Fantômas posa a côté de lui, sur le sol, la lanterne électrique qui lui servait à s’éclairer. De sa poche, il tira une clé qu’il introduisit précautionneusement dans la serrure du coffre-fort. Puis d’une main qui tremblait un peu il commença à tourner les boutons moletés qui amenaient les chiffres formant la combinaison de la serrure.
— Les craquements du phonographe, disait Fantômas, ont enregistré le bruit que fait cette serrure quand on forme la combinaison, j’ai trouvé le chiffre 6 321, vive Dieu, essayons le 6 321.
La combinaison formée, une sueur froide perla sur le front du bandit.
Allait-il pouvoir ouvrir ?
Allait-il réellement forcer l’inviolable coffre du Casino de Monte-Carlo ?
Fantômas, qui se sentait défaillir, s’efforça au calme.
Et il avait une telle maîtrise de lui-même, qu’en quelques secondes, il avait recouvré tout son sang-froid. D’une main qui ne tremblait pas, il tournait la clef, une fois, deux fois. Sans bruit, comme un organisme bien entretenu, les rouages de précision de la serrure fonctionnèrent, puis un déclic se produisit, le coffre s’ouvrit à deux battants.
Alors, ébloui, Fantômas recula de trois pas, n’osant presque contempler les piles de pièces d’or, les liasses de billets de banque qu’il avait devant lui, un fabuleux trésor, un trésor de légende.
***
— Lisez, monsieur Juve, lisez. Je vous dis que c’est abominable, que nous sommes perdus, que nous ne pouvons plus nous faire la moindre illusion, que ce soir…
— Mais, calmez-vous donc, nom de Dieu, laissez-moi lire au lieu de parler comme un fou, monsieur de Vaugreland, vous perdez la tête.
Juve et Fandor venaient d’atteindre le Casino.
À peine les deux amis avaient-ils franchi le perron monumental conduisant à l’Atrium, qu’ils avaient eu l’impression, à l’agitation qui régnait dans les galeries Nord et Sud, autour de la chambre secrète, autour du vestibule conduisant au coffre où se trouvait la fortune du Casino, que quelque chose s’était produit.
Ils n’avaient, d’ailleurs, pas eu longtemps à hésiter. Des huissiers s’étaient précipités sur eux, parlant tous à la fois :
— Vite, vite, messieurs, Monsieur le directeur vous demande.
— M. de Vaugreland vous cherche.
— À la direction, Monsieur Juve, à la direction.

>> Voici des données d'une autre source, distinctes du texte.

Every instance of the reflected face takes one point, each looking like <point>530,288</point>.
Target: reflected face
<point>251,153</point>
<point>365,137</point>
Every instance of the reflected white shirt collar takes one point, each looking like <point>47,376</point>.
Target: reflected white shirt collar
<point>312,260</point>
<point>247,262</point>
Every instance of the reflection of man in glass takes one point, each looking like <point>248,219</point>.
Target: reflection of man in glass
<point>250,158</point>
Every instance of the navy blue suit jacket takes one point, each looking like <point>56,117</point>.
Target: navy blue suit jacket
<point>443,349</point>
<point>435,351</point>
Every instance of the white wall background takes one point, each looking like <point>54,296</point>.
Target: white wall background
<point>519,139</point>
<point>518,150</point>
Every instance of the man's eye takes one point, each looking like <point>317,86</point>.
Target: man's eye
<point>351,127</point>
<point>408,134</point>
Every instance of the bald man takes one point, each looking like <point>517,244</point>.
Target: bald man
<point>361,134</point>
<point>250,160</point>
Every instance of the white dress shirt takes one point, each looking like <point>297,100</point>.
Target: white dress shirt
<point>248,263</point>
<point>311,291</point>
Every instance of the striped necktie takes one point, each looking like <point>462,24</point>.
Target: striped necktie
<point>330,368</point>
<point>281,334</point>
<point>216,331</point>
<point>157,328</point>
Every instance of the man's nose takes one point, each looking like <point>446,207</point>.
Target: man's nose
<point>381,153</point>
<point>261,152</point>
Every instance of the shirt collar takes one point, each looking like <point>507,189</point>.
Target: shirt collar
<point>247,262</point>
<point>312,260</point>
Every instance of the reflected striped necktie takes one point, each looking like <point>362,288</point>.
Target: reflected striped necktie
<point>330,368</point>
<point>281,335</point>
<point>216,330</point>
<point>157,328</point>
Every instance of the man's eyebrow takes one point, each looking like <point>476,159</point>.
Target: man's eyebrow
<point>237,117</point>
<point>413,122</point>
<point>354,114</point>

Évidemment, le plus grand désordre régnait.
Juve et Fandor, sans même se consulter, avaient alors pris leur course, gravi en toute hâte l’escalier conduisant au premier étage, traversé les locaux de l’administration où des employés causaient, l’air consterné.
— M. de Vaugreland ?
Juve, à ce moment, se demandait si le malheureux directeur du Casino n’était pas tombé sous les coups de Fantômas.
Et c’est avec un soupir de soulagement qu’il aperçut enfin M. de Vaugreland, écroulé sur un canapé, dans son cabinet, face livide, yeux hagards, cependant que tout autour de lui, immobiles, muets et froids, épouvantés, s’empressaient les hauts directeurs des différents services du Casino.